Выставив в открытое окно руку, Айнур пробовал поймать ветер. Тот давил на ладонь, просачивался сквозь пальцы. Тогда, опустив до отказа стекло, высунул наружу голову. Шшшу – зашумело в ушах. Машина подпрыгнула, и он больно ударился шеей о верхний проём окна. Уже собрался спрятаться внутри, но, заметив впереди лениво бредущего коня с седоком, передумал.

Ветерок трепал соломенные волосы подростка и пузырил свободную футболку. Шорты до колен. В стременах загорелые ноги-палки без обуви, и… «Девчонка?!» – оторопел Айнур. Они поравнялись, и он, не успев нырнуть в салон, вытаращился на неё снизу вверх. Она тоже посмотрела пристально.

Проехали.

Айнур нарочно не стал оборачиваться, хотя очень хотелось лучше разглядеть наездницу. Запомнилась расслабленная поза и большой подсолнух в руке.

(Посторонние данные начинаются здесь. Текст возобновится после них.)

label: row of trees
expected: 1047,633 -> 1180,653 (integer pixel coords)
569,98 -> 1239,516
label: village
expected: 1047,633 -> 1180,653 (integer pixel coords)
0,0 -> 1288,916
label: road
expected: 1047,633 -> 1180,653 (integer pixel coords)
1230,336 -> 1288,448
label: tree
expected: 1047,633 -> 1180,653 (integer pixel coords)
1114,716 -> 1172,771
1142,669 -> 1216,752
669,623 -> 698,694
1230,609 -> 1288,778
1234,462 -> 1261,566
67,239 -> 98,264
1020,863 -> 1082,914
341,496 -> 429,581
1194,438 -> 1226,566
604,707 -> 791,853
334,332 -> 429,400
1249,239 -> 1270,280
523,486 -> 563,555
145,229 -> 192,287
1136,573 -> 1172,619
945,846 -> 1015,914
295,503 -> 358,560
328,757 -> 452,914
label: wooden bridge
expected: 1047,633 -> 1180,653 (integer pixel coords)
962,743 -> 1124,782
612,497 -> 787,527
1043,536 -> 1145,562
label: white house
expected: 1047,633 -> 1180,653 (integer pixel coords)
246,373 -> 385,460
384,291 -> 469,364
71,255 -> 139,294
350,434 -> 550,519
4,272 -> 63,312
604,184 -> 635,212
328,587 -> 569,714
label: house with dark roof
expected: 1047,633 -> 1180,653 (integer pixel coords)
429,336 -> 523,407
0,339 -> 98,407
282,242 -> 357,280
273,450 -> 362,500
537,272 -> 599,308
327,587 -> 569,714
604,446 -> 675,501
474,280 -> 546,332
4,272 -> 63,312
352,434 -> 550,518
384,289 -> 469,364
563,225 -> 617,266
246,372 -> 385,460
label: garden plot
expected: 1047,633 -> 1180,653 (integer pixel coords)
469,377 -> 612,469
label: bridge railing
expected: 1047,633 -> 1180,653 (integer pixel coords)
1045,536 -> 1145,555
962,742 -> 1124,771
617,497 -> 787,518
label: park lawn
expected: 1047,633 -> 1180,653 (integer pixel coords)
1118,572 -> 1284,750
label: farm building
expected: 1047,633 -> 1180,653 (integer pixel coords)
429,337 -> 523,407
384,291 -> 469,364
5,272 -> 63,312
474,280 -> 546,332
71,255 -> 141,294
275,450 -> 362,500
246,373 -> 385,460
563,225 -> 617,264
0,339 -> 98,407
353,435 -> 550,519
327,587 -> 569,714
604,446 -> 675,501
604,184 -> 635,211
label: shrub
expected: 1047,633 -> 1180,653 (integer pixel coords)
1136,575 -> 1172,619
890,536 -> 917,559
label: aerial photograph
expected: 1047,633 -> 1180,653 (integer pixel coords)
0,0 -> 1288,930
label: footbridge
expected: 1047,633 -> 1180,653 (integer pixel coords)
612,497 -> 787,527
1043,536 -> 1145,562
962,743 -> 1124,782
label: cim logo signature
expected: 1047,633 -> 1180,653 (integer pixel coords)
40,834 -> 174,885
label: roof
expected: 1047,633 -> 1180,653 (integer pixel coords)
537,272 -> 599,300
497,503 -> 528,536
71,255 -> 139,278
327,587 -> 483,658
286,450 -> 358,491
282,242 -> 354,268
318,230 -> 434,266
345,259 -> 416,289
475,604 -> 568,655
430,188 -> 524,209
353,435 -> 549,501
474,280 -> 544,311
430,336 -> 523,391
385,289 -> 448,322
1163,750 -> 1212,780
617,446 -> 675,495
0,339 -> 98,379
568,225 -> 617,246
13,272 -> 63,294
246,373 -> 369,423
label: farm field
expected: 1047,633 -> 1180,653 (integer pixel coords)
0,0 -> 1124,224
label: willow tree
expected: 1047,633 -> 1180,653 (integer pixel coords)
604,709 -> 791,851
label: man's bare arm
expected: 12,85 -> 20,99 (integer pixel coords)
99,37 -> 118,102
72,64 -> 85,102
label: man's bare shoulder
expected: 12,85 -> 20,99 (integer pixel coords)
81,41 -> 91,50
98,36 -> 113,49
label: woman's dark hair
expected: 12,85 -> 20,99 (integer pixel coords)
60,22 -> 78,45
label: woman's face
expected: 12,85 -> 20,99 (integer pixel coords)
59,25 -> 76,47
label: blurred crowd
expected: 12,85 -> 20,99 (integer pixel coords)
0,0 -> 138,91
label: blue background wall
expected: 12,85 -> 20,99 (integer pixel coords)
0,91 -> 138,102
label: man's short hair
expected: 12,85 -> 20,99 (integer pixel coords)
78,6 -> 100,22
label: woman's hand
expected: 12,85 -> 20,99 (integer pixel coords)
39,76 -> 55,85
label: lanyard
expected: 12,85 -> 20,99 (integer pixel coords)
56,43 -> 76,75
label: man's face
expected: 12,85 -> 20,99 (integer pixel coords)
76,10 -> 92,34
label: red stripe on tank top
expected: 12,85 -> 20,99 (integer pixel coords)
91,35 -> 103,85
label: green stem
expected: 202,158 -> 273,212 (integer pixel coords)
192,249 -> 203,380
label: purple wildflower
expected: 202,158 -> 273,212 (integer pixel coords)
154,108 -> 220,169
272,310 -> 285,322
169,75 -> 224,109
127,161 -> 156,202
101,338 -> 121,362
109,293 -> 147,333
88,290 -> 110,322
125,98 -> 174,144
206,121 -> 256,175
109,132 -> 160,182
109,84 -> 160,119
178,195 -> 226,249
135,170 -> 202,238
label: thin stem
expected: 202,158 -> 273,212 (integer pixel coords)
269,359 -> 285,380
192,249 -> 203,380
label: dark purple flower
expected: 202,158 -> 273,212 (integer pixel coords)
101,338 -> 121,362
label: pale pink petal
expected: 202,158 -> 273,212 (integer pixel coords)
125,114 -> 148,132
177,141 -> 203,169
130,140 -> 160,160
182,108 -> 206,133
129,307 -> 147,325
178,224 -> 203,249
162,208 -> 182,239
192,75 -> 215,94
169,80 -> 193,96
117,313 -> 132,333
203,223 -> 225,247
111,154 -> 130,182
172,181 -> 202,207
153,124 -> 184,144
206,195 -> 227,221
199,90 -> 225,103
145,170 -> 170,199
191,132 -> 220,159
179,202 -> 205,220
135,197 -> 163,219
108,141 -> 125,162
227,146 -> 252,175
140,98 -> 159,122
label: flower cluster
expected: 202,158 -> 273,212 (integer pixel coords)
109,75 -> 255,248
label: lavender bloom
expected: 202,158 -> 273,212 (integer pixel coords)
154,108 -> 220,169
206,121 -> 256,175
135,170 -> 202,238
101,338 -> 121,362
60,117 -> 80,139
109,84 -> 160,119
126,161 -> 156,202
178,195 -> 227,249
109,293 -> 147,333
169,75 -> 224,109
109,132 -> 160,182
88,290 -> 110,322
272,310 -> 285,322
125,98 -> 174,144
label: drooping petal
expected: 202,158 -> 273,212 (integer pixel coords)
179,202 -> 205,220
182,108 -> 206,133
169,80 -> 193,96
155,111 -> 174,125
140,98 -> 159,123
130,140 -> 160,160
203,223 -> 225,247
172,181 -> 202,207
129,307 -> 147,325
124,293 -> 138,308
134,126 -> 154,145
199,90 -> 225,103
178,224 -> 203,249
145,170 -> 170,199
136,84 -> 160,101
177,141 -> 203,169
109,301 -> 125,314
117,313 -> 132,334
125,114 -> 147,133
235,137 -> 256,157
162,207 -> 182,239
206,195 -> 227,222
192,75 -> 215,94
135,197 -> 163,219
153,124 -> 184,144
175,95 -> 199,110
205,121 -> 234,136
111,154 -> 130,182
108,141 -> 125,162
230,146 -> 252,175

– Тюрлих-натюрлих, – непонятно к чему выдал папа. – вот такие они, деревенские дети, это тебе не городские гопники, – добавил он и неодобрительно посмотрел на сына.

– Типа, я гопник? – не понял Айнур. «Сначала у мазер, теперь у фазера крыша едет».

– Это я так, обобщаю. Ты пока в норме.

– Меня не приплетай к своим обобщениям, – предупредил Айнур, – а то…

– Что – а то?

– Ничего.

– Не увиливай, что – а то?

– Булат, не провоцируй, – неожиданно очнулась мама. Достала из сумочки расчёску. Распустила волосы.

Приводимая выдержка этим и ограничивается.